The chat about democracy arose from the Free Press's campaign to get the Government to intervene and make health bosses bring back the Wycombe Hospital that everyone remembers, providing most hospital health services locally rather than sharing them with Stoke Mandeville Hospital.

The Government had responded to the campaign by saying, "nothing to do with us, guv".

These were decisions that had to be taken at a local level, it said. It believes in local decision taking.

The feeling here was that the Government was not responding to the strongly expressed views of local people, so it was being undemocratic.
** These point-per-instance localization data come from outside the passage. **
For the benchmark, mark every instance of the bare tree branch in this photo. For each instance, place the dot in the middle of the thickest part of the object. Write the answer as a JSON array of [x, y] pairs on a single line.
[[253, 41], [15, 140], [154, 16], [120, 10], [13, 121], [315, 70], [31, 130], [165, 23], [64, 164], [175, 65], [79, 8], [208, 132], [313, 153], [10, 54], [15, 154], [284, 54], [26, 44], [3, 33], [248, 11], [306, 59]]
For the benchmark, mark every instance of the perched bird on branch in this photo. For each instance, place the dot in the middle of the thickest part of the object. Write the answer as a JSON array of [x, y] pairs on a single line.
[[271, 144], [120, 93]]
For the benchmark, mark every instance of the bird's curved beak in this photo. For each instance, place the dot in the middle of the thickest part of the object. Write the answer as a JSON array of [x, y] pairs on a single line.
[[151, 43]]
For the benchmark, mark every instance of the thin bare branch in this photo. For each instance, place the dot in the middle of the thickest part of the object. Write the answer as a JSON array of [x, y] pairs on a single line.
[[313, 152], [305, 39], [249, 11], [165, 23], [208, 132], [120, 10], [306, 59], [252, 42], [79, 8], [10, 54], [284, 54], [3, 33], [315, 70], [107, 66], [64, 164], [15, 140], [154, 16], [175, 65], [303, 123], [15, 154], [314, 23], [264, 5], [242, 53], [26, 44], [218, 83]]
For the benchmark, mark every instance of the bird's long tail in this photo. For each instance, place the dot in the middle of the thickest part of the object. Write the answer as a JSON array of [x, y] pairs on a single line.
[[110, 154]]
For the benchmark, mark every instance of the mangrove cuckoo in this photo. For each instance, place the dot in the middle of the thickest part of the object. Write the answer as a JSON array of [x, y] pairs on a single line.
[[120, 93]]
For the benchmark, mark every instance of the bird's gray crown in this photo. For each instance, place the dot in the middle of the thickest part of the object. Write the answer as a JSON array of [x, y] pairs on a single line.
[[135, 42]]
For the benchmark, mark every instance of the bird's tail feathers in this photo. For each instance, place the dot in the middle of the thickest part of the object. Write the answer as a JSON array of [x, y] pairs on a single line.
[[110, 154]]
Someone said the Government had only said this was a decision to be made by local health chiefs, because the local bureaucracy was carrying out the Government's programme. If health chiefs had decided to do something contrary to Government policy, you could bet your bottom dollar it would soon have stepped in and made them change their ways. The Government was paying lip service to the idea of local decision making. I can't help feeling that this is almost certainly true, though it doesn't make it undemocratic, just infuriating and frustrating if you have a different point of view.

We cannot have a Government that doesn't have a national view about how the health service, schools, and social welfare should operate and that doesn't try to ensure its policies are carried out.

If it doesn't, what is it there for? (Answers on a postcard). There are all sorts of things that people want, or don't want, that are at odds with what the Government wants. One, now raising its head, is the number of homes to be built in the south east in the next 20 years.

Here we are being warned that Deputy Prime Minister John Prescott could overturn the comparatively low level of building put forward in the South East Plan and impose his own higher figure. If he does this and we don't know that he will he will be overturning decisions have been taken at a local level, in this case by councillors from all over the south east. So, in the Wycombe Hospital case, the Government backs something which is in line with its national policy, saying it's a local decision. In the case of the housing numbers Mr Prescott could overturn a decision taken at local level because it is not in line with Government.

There is a logic here, which is that Government policy is paramount and any excuse will do to justify it What does this tell us about democracy? Nothing much apart from the fact that as Humpty Dumpty said , "a word can mean exactly what I want it to mean". As to whether Wycombe should return to being a hospital that provides everything, though possibly not as well as it should, or whether more homes should be built in the south east so that everyone has a home, that's another story.